没给他长脸就算了,还要在幽冥渊丢尽他的脸面。
想到分别时他的挽留,等她丢人现眼地死在这里之后,他肯定不会为她太伤心的,大约恨铁不成钢多一些。
这样也好。
还记得天衍术下的因果线。
缠绕在他身上那么多的线,他没有一丝回馈。
他没有真的很在乎他们,这样真的很好。
不在乎就不用难过。
也希望不要太烦恼。
她还是不想被他讨厌的。
再有一个就是,既然师尊进阶了,那么距离他陨落剧情节点只剩下几个月了。
幽冥渊时间流速与外面不同,他们在这里折腾了这么久,外面估计已经过去了好几天。
再拖一拖,在这里熬一熬,说不定就能把这段剧情给拖过去了。
棠梨强忍着内心的酸楚,逼迫自己镇定起来。
她望着戴着面具扮演“清樽”的长空月缓缓道:“我师尊很厉害,这一点我承认。”
“但有一点我得解释一下。”棠梨擦去鼻尖潮湿的水珠,“我能力有限,撞了大运才被师尊收为关门弟子,我们的关系并不像云师兄以为得那么好。”

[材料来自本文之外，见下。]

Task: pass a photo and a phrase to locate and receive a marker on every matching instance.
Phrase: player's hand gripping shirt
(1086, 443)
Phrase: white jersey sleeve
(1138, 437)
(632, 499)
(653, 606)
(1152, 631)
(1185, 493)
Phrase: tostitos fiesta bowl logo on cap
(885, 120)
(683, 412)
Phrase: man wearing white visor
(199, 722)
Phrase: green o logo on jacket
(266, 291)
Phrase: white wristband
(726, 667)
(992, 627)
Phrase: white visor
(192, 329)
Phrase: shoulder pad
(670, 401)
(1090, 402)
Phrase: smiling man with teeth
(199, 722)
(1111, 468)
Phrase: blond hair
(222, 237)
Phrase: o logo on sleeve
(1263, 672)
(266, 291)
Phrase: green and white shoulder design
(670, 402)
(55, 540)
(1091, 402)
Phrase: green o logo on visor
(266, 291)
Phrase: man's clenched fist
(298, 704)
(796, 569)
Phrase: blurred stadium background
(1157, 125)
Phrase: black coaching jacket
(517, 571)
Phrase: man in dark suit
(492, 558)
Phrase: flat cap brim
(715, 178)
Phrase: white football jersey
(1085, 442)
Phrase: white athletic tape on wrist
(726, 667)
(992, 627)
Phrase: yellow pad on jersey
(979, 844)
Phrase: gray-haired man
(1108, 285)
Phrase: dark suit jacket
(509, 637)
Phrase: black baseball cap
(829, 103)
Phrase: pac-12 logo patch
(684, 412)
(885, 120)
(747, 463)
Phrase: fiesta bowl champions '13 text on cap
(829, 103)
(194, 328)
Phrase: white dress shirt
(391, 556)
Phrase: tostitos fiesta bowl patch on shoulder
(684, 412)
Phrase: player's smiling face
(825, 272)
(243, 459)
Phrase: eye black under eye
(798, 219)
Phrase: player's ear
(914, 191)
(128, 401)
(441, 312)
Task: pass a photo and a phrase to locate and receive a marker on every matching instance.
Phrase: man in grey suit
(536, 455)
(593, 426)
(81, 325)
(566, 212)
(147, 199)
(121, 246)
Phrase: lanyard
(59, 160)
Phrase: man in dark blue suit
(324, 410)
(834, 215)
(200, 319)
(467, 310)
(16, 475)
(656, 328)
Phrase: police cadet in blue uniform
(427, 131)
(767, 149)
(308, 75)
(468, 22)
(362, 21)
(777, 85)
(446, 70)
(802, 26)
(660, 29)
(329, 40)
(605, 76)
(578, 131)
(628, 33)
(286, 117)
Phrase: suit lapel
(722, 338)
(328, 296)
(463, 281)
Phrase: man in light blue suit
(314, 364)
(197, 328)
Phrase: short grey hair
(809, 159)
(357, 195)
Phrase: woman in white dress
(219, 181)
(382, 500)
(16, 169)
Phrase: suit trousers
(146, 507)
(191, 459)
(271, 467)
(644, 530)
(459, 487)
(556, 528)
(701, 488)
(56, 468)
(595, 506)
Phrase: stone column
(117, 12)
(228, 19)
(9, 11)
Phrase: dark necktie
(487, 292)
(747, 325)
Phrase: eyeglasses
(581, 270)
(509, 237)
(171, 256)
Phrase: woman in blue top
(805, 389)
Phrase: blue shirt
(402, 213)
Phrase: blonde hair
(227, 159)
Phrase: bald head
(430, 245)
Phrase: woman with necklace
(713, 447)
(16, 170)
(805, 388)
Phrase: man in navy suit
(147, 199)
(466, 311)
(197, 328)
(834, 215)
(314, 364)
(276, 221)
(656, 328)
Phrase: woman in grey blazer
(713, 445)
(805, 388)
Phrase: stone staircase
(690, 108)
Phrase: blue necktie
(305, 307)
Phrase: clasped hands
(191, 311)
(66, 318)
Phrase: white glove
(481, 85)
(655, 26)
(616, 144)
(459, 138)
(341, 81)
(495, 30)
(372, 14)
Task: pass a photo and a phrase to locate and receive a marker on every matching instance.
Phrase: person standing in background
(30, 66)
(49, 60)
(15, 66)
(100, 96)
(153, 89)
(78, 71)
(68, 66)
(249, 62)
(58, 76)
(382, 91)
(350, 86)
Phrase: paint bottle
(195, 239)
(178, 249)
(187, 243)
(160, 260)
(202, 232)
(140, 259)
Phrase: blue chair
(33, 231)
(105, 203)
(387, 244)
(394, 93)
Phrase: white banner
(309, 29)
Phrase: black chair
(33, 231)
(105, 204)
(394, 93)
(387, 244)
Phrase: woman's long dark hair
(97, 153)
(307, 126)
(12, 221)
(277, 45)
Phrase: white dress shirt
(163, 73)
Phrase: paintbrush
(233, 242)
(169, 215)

“师尊并不怎么喜欢我。”她一字一顿道,“我闯这么大的祸出来,殿下若处置了我,师尊也只会感谢殿下帮忙清理门户。”
所以不要牵扯到他。
不要用他的名号来留下一个会害死他的人。
棠梨固执地凝视面具之后那双桃花眼,他也同样在看着她。
长空月不知道棠梨想干什么。
她肯定很怕这里,已经不敢随便找死了。
可她说的话做的事真真切切都在寻死。
她字字清晰,说得那么认真那么坦荡,这让长空月甚至开始自我怀疑。
不是的。
为什么这样想。
他明明——
他明明很喜欢她。
非常喜欢。
一直以来长空月都不想承认这份感情。
好像承认了,白纸黑字在心底认可了,就必须要负起责任来。
他没有资格负责。
但现实不容于他继续逃避下去。
他的逃避已经让她误以为自己被讨厌了。
难怪非要离宗,难怪一定要走,是因为不想被更加讨厌吧。
长空月唇色淡得近乎虚无,唇角不再有哪怕一丝伪装的温和弧度。
棠梨不太敢多看他,他又戴着面具,她就更难察觉到他的情绪变化。